The decile rating system was misunderstood as a measure of school quality, as opposed to its true purpose which was a measure to target funding to address socio-economic disadvantage. This affected how schools were viewed, their enrolment patterns, property costs in surrounding neighbourhoods, staffing of schools and how students viewed their educational opportunities. The Government has committed funds to ensure that the Equity Index avoids the same pitfall of stigmatisation. You can expect to see plenty of sector engagement and communication to try and achieve this. But it is hard to see how it can be avoided. Dress it up all you want, but a high Equity Index value will most likely be perceived the same as a low decile designation.

As regards funding, prior to the Budget 2022 announcement, the level of equity resourcing across the schooling system was 2.9%. The 2019 Cabinet paper noted that while it is difficult to compare school funding systems internationally, comparable countries and jurisdictions allocate approximately 6% of funding per annum to equity resourcing. In some places it is significantly more than this. If equity funding in New Zealand was 6% of total operational resourcing it would be $340 million per annum. As noted in the introduction, Budget 2022 raised the amount of equity funding by an additional $75m to $225m. Clearly the additional funds in Budget 2022 fall short of the 6% benchmark.

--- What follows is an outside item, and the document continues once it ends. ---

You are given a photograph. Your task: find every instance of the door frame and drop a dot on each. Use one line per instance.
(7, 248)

But would further equity funding make a difference? A recent OECD report outlined the importance of disadvantaged students being taught by experienced teachers who know how to make the most of teaching time, having access to internet connectivity and digital equipment in schools as well as teachers with good digital skills who are at ease with the technology and use it regularly.

In terms of policy, the OECD recommends giving schools the autonomy to hire and firing teachers and set salaries. Schools, they say, often do a better job than education systems of identifying teacher strengths. But this autonomy needs to be coupled with funding based on need so that schools with disadvantaged students can offer pay and conditions to reflect the challenging nature of the role. This suggests a much more fundamental shift in resourcing towards disadvantaged schools than the New Zealand equity funding model currently allows. The OECD also note that fast-tracked teacher career progression can be a better way to attract teachers to disadvantages schools rather than financial incentives.

Attracting teachers to disadvantaged schools is a lot harder when there is a teacher shortage. The onset of COVID saw a flood of teachers returning to New Zealand from abroad that made up the shortfall that had existed for some time. However, there are concerns that the opening up of borders will see a renewed exodus of young teachers.